If the service does not conform to the contract, the consumer's rights (and the provisions about them and when they are available) are — (a) the right to require repeat performance (see section 55); (b) the right to a price reduction (see section 56).

But, the phrase "does not conform to the contract" has a specific meaning found at Section 54(2):

In this section and section 55 a reference to a service conforming to a contract is a reference to - (a) the service being performed in accordance with section 49, or (b) the service conforming to a term that section 50 requires to be treated as included in the contract and that relates to the performance of the service.

Section 49 and Section 50 imply respectively the following terms in consumer contracts for the supply of services:

49(1) Every contract to supply a service is to be treated as including a term that the trader must perform the service with reasonable care and skill.

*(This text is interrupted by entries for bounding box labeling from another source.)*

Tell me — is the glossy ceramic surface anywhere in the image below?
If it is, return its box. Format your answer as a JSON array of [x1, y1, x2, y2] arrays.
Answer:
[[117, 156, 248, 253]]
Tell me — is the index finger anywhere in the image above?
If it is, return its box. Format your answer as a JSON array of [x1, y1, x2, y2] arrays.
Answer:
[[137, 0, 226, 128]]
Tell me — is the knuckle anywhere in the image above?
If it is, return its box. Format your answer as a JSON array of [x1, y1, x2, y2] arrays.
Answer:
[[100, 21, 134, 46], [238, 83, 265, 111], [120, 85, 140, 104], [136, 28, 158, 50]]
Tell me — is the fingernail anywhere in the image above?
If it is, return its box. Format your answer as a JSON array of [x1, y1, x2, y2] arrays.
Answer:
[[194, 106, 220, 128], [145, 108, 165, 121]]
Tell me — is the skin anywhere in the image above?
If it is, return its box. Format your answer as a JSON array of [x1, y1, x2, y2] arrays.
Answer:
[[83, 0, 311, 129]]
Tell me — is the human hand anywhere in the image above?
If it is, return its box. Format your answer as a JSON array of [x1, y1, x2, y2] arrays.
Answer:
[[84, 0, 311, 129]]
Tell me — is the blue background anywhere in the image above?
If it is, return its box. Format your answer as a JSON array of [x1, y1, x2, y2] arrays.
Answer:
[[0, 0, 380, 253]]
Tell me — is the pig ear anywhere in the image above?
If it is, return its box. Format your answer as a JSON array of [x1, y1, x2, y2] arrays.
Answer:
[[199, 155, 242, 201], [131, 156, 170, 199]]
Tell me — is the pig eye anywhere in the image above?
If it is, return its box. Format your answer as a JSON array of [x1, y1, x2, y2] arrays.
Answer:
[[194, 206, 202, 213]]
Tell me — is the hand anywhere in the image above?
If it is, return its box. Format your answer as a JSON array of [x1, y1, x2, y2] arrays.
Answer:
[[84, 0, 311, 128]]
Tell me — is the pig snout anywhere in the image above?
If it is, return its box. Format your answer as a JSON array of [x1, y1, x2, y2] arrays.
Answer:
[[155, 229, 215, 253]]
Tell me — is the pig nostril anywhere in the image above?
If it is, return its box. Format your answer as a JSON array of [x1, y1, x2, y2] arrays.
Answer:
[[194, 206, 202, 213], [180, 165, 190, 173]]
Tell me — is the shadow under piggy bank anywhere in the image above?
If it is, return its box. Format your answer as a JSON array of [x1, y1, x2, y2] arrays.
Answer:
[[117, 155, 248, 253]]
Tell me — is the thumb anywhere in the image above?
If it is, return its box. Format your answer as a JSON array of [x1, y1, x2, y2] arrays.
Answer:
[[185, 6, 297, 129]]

50(1) Every contract to supply a service is to be treated as including as a term of the contract anything that is said or written to the consumer, by or on behalf of the trader, about the trader or the service, if - (a) it is taken into account by the consumer when deciding to enter into the contract, or (b) it is taken into account by the consumer when making any decision about the service after entering into the contract.

So, the right to repeat performance and the right to price reduction are only applicable where these implied terms have been breached.

2. They are in addition to, not in replacement of the usual contractual remedies

This rule is found at Sections 54(6) and 54(7):

(6) This section and sections 55 and 56 do not prevent the consumer seeking other remedies for a breach of a term to which any of subsections (3) to (5) applies, instead of or in addition to a remedy referred to there (but not so as to recover twice for the same loss).

(7) Those other remedies include any of the following that is open to the consumer in the circumstances — (a) claiming damages; (b) seeking to recover money paid where the consideration for payment of the money has failed; (c) seeking specific performance; (d) seeking an order for specific implement; (e) relying on the breach against a claim by the trader under the contract; (f) exercising a right to treat the contract as at an end.

To put it another way, you are never any worse off by having the right to repeat performance than you would have been if you did not have that right. If another remedy would have been available to you then it still is. So, while the right to repeat performance might mean that you are prevented from claiming the Consumer Rights Act right to price reduction (due to Section 56(3)), you may still be able to recover money via other remedies such as damages, which are not derived from the Consumer Rights Act.

The main reason that the right to repeat performance exists is that the general rule for breach of contract is to award damages where damages suffice and to only award specific performance where there is a compelling reason to do so (e.g. the good or service is unique such as is the case with real property). Repeat performance is a subset of specific performance, so the existence of this rule essentially acts as an exception to the general rule for consumers.


Consumer Rights Act 2015 section 55 Right to repeat performance

(3) The consumer cannot require repeat performance if completing performance of the service in conformity with the contract is impossible.


(4) Any question as to what is a reasonable time or significant inconvenience is to be determined taking account of—

(a) the nature of the service, and

(b) the purpose for which the service was to be performed.